We should not be mistaken with today’s Gospel text. The coming of God, now and at the end of time, is not a threat. It is that we must patiently prepare ourselves, as Noah did, being faithful in the little things, such as taking two little birds, a couple of dogs or mice to the Ark. His contemporaries laughed at him: the interesting thing was to sow, eat, harvest, work… as if we were eternal inhabitants of this world.
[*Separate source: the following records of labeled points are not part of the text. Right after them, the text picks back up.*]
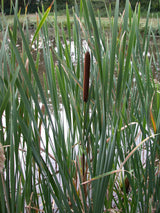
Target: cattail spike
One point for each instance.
(86, 76)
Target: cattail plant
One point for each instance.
(2, 158)
(86, 76)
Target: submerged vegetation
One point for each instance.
(74, 154)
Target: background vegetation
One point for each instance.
(61, 4)
(65, 153)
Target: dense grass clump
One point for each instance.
(69, 152)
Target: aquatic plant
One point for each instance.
(66, 152)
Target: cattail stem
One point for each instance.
(86, 76)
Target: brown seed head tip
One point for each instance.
(86, 76)
(43, 109)
(2, 158)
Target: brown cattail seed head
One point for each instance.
(2, 158)
(86, 76)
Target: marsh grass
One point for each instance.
(107, 159)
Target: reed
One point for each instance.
(86, 76)
(47, 140)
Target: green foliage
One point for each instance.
(66, 155)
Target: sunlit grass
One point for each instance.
(96, 152)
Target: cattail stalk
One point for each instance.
(2, 158)
(86, 76)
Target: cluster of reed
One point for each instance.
(95, 147)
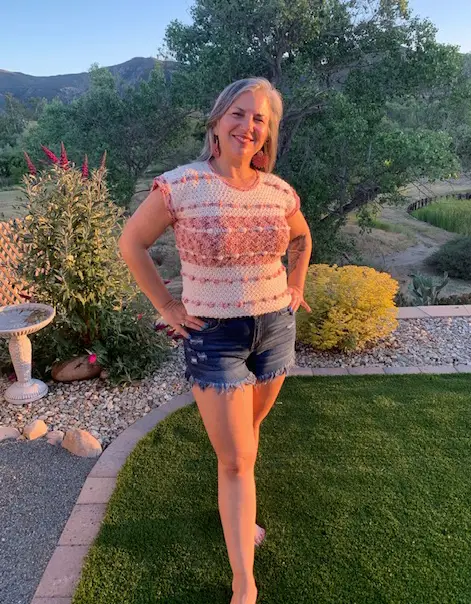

To be alert, to awaken spiritually, is not a one-time event, but a journey, a true series of ecstasies that we cannot cut short, because only God knows its importance, even if sometimes we despise – like Noah’s contemporaries – the value of each instant… perhaps, in our hearts, we think that it is enough to continue studying, working, organizing and being efficient.
But on this journey, God allows us to see storms, darkness, tears and joys. Or the rainbow. He always wants to tell us something with the signs of the times, even if it is with the small stones along the way.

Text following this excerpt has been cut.